By the old Moulmein Pagoda, lookin’ eastward to the sea,
There’s a Burma girl a-settin’, and I know she thinks o’ me.

“Mandalay” moves me. That lost actual paradise—I’m a sucker for nostalgia. My dad’s family is made up of sailors descended from sailors, and the devolution of the sea from the realm of freedom and mystery to a playground for rich sporty types is an ache I’ve inherited. Generally, I’ll shed a tear for any yearning poem that mentions the sea. Tennyson is good for that, too.

I could list more.

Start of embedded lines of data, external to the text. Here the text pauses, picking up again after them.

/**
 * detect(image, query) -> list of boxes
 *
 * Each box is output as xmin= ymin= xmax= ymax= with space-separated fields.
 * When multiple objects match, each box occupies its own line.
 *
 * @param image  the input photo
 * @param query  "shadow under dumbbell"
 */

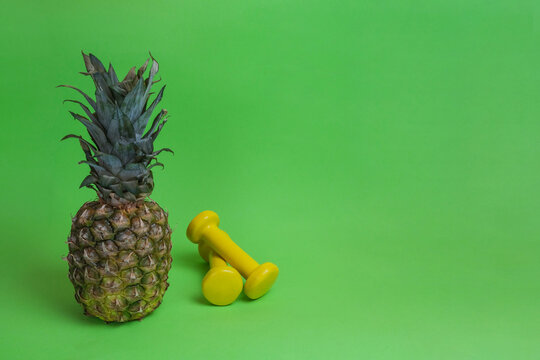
xmin=237 ymin=292 xmax=252 ymax=302
xmin=192 ymin=295 xmax=209 ymax=305
xmin=174 ymin=250 xmax=215 ymax=306
xmin=174 ymin=250 xmax=208 ymax=274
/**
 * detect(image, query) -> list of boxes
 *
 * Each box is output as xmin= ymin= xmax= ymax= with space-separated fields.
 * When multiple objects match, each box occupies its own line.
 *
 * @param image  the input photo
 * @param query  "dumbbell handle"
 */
xmin=202 ymin=226 xmax=259 ymax=278
xmin=208 ymin=249 xmax=226 ymax=268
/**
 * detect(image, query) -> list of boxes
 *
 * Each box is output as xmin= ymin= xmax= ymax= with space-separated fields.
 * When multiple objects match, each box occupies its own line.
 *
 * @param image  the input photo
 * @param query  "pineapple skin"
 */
xmin=67 ymin=200 xmax=172 ymax=322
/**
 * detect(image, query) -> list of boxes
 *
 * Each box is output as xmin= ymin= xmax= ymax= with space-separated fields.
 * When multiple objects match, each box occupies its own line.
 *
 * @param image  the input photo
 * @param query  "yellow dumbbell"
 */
xmin=187 ymin=211 xmax=279 ymax=299
xmin=197 ymin=241 xmax=212 ymax=262
xmin=198 ymin=242 xmax=243 ymax=306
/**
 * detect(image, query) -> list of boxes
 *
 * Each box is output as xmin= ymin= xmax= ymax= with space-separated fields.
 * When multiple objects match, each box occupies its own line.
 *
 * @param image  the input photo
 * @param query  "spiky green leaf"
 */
xmin=148 ymin=162 xmax=164 ymax=170
xmin=109 ymin=183 xmax=124 ymax=197
xmin=121 ymin=76 xmax=146 ymax=122
xmin=150 ymin=118 xmax=167 ymax=142
xmin=150 ymin=148 xmax=174 ymax=158
xmin=58 ymin=85 xmax=97 ymax=111
xmin=63 ymin=99 xmax=97 ymax=123
xmin=97 ymin=153 xmax=123 ymax=174
xmin=95 ymin=89 xmax=115 ymax=128
xmin=80 ymin=175 xmax=97 ymax=188
xmin=136 ymin=86 xmax=165 ymax=134
xmin=98 ymin=174 xmax=119 ymax=187
xmin=117 ymin=166 xmax=147 ymax=180
xmin=69 ymin=112 xmax=109 ymax=151
xmin=61 ymin=134 xmax=97 ymax=152
xmin=143 ymin=57 xmax=159 ymax=100
xmin=108 ymin=63 xmax=119 ymax=84
xmin=89 ymin=53 xmax=106 ymax=73
xmin=79 ymin=160 xmax=106 ymax=173
xmin=138 ymin=58 xmax=149 ymax=78
xmin=123 ymin=180 xmax=139 ymax=193
xmin=113 ymin=141 xmax=136 ymax=165
xmin=107 ymin=107 xmax=135 ymax=143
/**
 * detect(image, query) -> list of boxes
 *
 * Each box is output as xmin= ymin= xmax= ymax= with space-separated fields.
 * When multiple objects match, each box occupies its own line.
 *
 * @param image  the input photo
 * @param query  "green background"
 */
xmin=1 ymin=0 xmax=539 ymax=359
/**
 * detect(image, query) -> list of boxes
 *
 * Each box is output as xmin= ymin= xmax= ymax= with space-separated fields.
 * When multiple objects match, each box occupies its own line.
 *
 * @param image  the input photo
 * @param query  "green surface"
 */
xmin=1 ymin=1 xmax=539 ymax=359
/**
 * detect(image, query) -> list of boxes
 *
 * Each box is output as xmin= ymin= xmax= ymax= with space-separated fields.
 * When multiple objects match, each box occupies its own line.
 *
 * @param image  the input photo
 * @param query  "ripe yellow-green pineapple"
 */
xmin=61 ymin=53 xmax=172 ymax=322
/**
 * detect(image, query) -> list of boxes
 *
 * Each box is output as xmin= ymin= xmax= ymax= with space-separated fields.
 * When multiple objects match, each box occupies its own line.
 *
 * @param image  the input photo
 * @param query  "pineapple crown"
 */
xmin=60 ymin=52 xmax=172 ymax=206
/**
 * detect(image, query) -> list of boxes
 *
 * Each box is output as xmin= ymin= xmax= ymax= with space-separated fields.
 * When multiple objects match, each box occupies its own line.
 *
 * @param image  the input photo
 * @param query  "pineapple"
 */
xmin=61 ymin=52 xmax=173 ymax=322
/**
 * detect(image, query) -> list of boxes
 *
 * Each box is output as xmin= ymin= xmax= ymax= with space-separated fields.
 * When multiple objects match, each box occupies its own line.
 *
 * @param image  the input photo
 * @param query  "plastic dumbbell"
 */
xmin=187 ymin=211 xmax=279 ymax=299
xmin=199 ymin=241 xmax=243 ymax=306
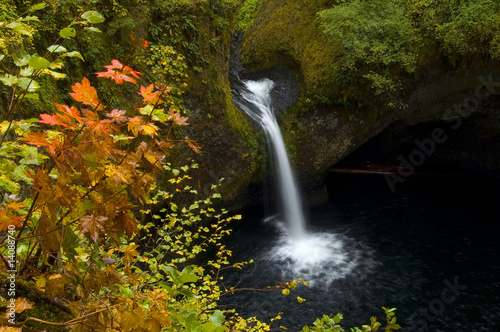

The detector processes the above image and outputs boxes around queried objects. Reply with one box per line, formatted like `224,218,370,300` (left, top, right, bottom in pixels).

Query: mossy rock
239,0,343,100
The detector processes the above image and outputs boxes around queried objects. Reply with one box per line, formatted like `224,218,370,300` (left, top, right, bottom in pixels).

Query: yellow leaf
46,274,66,300
35,275,46,289
119,306,145,331
36,212,61,252
123,244,139,265
139,123,158,136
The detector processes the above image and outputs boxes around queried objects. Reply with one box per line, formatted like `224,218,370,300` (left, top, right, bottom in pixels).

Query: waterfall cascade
234,79,306,239
232,78,373,286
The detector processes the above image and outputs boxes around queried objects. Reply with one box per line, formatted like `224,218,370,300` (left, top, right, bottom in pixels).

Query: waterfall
232,77,374,286
233,79,307,239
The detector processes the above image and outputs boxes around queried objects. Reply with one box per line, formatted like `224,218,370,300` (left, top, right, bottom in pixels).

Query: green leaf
29,2,47,12
170,202,178,212
119,286,134,299
201,322,217,332
333,313,343,324
0,175,20,193
62,51,84,61
17,77,40,92
180,273,198,284
47,45,67,53
0,74,18,86
28,56,50,70
24,93,39,100
77,261,90,272
82,11,105,24
49,59,64,70
12,165,31,182
84,26,102,33
184,313,202,332
208,311,224,327
139,104,154,116
19,16,40,22
59,27,76,38
13,51,29,66
163,266,181,285
7,21,32,37
0,55,5,62
159,282,177,296
20,67,34,77
41,69,66,79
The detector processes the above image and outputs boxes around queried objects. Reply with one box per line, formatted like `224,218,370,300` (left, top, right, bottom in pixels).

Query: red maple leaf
39,114,67,127
69,77,102,110
138,84,162,105
96,59,141,84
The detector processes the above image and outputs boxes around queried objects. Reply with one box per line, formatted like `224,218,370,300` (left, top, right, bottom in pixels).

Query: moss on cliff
239,0,343,102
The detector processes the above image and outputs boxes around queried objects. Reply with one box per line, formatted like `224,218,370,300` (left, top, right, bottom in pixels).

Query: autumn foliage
18,59,200,252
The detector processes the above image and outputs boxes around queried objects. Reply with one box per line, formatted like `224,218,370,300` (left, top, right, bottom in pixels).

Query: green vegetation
318,0,500,100
235,0,262,31
318,0,418,96
240,0,500,111
301,308,400,332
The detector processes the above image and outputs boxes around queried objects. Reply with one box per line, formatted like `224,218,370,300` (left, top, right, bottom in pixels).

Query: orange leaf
0,210,22,232
39,114,65,127
55,104,83,125
113,213,139,237
139,84,162,105
80,215,108,242
168,109,189,126
185,137,201,154
21,132,50,147
106,109,128,123
14,297,35,313
0,327,22,332
69,77,102,110
120,306,146,331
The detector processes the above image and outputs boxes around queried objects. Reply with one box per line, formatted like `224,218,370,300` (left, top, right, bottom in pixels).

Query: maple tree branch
220,286,280,297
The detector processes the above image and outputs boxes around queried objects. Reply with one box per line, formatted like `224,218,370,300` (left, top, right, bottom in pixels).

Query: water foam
266,219,376,287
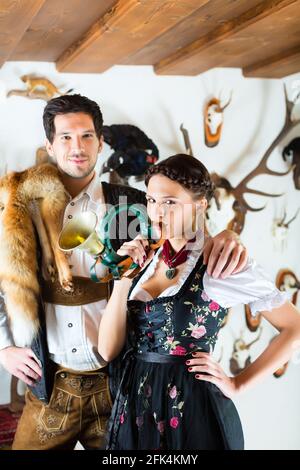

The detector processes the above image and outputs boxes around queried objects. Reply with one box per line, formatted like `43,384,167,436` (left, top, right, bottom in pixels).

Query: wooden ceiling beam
0,0,46,68
154,0,298,76
243,45,300,78
56,0,207,73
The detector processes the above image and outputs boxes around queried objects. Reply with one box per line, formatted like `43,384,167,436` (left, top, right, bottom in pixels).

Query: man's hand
0,346,42,386
203,230,248,279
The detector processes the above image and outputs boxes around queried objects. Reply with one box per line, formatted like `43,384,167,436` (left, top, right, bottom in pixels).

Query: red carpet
0,406,22,448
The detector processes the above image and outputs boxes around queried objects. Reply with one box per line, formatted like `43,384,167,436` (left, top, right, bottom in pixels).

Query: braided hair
144,154,215,202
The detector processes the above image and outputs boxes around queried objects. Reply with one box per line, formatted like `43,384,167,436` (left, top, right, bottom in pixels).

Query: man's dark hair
43,94,103,143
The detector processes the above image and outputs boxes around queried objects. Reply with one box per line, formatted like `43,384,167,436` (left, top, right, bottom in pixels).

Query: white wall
0,61,299,450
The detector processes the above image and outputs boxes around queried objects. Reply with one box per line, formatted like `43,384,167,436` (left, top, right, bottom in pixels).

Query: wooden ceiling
1,0,300,78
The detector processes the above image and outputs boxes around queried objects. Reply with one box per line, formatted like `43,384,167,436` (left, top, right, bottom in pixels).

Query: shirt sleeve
202,258,289,317
0,290,15,350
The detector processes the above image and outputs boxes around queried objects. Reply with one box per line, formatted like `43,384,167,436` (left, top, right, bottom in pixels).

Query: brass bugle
58,211,105,257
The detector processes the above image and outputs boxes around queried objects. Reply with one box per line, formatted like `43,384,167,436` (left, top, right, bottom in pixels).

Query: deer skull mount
244,304,262,333
204,92,232,147
229,327,262,376
268,269,300,378
276,269,299,309
282,137,300,190
272,207,300,252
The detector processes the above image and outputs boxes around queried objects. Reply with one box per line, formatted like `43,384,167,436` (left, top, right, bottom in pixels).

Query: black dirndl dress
107,254,244,450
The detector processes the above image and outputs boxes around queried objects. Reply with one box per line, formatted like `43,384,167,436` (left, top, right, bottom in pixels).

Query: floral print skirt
107,357,244,450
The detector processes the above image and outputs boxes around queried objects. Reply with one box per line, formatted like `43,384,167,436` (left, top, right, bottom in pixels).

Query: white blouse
129,244,288,317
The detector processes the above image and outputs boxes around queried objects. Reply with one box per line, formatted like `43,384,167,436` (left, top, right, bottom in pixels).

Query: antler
284,207,300,227
180,123,193,156
219,90,233,112
244,327,262,350
232,85,300,212
278,208,287,225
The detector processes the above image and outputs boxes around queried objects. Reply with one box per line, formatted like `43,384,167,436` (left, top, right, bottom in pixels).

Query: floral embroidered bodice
127,254,228,357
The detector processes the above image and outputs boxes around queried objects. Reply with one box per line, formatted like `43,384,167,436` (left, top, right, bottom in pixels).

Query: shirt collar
71,173,104,205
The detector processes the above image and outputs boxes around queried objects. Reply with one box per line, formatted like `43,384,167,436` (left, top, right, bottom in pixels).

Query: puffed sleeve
202,258,289,317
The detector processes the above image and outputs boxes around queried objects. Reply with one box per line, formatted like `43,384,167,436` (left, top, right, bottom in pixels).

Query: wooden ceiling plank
121,0,263,66
56,0,208,73
154,0,298,75
9,0,117,62
243,45,300,78
0,0,46,67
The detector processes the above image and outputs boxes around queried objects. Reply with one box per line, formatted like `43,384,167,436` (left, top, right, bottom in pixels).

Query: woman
98,154,300,450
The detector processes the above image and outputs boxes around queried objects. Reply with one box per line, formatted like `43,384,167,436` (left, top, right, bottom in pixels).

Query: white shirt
44,175,111,370
0,174,110,369
129,243,288,317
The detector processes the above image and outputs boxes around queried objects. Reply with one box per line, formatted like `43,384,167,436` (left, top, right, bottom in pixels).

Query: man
0,95,248,450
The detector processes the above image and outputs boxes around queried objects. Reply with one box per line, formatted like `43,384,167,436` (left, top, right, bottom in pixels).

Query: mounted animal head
101,124,159,185
244,304,262,332
268,268,300,378
272,207,300,251
206,86,300,235
282,137,300,189
276,269,300,307
229,327,262,376
204,92,232,147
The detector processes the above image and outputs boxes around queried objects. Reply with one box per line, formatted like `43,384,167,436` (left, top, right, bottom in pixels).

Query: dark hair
43,94,103,143
144,154,215,202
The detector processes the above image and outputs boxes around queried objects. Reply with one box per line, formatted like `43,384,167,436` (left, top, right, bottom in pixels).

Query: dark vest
29,182,147,403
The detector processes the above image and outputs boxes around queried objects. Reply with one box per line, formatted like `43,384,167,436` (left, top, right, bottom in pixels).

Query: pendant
166,267,176,279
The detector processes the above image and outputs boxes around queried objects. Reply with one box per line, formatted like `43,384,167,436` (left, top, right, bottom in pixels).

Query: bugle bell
58,203,162,281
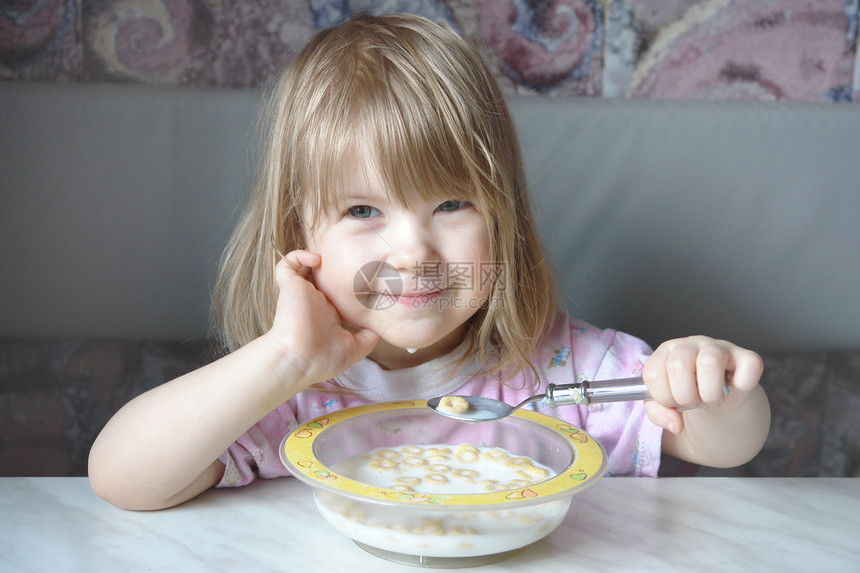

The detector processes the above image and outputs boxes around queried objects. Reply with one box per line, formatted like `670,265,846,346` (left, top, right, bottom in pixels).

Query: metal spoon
428,377,651,422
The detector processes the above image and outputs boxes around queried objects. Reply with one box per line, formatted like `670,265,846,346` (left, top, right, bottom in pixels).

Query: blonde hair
214,14,556,384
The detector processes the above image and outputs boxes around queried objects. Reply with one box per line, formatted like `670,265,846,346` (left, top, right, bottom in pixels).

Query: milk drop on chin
406,348,418,354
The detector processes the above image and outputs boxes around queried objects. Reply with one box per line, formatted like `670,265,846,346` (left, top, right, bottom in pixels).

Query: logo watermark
353,261,402,310
352,261,506,311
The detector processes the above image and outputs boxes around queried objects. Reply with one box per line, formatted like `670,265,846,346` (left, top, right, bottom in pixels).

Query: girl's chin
376,326,468,359
372,337,434,356
340,308,475,365
366,343,435,370
339,321,438,356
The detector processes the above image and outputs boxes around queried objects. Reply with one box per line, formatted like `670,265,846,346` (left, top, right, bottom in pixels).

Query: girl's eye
346,205,381,219
436,200,469,212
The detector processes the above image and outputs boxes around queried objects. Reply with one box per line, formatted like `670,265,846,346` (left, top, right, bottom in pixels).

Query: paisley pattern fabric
624,0,857,102
476,0,605,95
2,0,860,101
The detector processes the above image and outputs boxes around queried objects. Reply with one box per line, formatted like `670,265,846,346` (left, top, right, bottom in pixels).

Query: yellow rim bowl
280,400,607,509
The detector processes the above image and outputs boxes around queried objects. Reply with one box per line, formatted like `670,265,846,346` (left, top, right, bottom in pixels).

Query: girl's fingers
694,341,731,407
271,250,378,377
644,340,700,409
350,327,381,361
644,400,684,435
276,250,321,283
727,347,764,393
644,337,764,435
645,337,757,410
663,341,702,409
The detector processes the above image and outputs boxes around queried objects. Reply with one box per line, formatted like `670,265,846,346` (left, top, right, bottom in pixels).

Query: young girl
89,14,769,511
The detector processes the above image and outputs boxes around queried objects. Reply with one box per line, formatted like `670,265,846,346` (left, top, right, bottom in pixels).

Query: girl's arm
88,251,379,510
642,337,771,468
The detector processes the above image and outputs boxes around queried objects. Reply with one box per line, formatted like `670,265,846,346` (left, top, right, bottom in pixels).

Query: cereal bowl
280,401,606,568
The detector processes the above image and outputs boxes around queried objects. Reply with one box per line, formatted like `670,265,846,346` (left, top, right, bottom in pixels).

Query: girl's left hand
642,336,764,435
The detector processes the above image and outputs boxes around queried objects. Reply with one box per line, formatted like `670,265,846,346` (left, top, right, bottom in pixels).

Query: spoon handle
546,377,650,406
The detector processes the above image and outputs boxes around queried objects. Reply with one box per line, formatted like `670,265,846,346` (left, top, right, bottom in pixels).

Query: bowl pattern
281,400,606,507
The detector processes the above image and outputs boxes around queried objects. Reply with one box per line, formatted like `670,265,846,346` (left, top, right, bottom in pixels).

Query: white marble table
1,477,857,572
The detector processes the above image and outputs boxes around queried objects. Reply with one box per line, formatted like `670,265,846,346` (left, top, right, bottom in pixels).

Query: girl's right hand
268,250,379,388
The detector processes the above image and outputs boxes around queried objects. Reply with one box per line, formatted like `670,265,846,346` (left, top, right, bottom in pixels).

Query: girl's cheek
313,255,355,300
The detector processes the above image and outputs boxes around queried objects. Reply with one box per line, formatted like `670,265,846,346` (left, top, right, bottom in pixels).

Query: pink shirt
218,312,662,487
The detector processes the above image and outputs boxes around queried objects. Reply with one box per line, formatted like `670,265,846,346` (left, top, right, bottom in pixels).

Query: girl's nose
385,219,438,272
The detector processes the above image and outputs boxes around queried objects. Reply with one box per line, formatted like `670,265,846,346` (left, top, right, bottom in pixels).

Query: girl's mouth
377,289,446,306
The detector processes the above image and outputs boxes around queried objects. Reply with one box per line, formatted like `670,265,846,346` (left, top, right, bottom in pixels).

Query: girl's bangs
302,100,485,229
362,89,486,209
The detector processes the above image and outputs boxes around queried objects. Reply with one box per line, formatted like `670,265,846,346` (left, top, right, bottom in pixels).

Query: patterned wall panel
2,0,859,101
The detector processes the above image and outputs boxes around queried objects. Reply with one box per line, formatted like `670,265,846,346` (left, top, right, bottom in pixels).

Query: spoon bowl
426,394,544,422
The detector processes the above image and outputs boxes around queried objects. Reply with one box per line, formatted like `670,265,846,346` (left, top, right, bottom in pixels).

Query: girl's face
304,157,493,369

I haven’t yet got to George Herbert, or the poems of my impressionable teenage years. Or that epic of chance and loss:

Inky binky bonky,
Daddy had a donkey,
Donkey died, Daddy cried,
Inky binky bonky.

Some of this poetry is carved in quick, deep cuts. There are poems I can’t help but remember. Some are like ghosts I hear mumbling (something important?) in the next room. I have to go to the page to summon them and shut them up. It’s a mysterious mechanism, how the words stick. It feels different to me than words and music, where so much of the mystery is bound up in the music itself. And it’s different from ideas I want to pass on, or stories I want to relate, in which the words fall however they fall. I’ve thought about it. I have no idea how the brain works.

William Butler lives in Montreal and plays in the band Arcade Fire.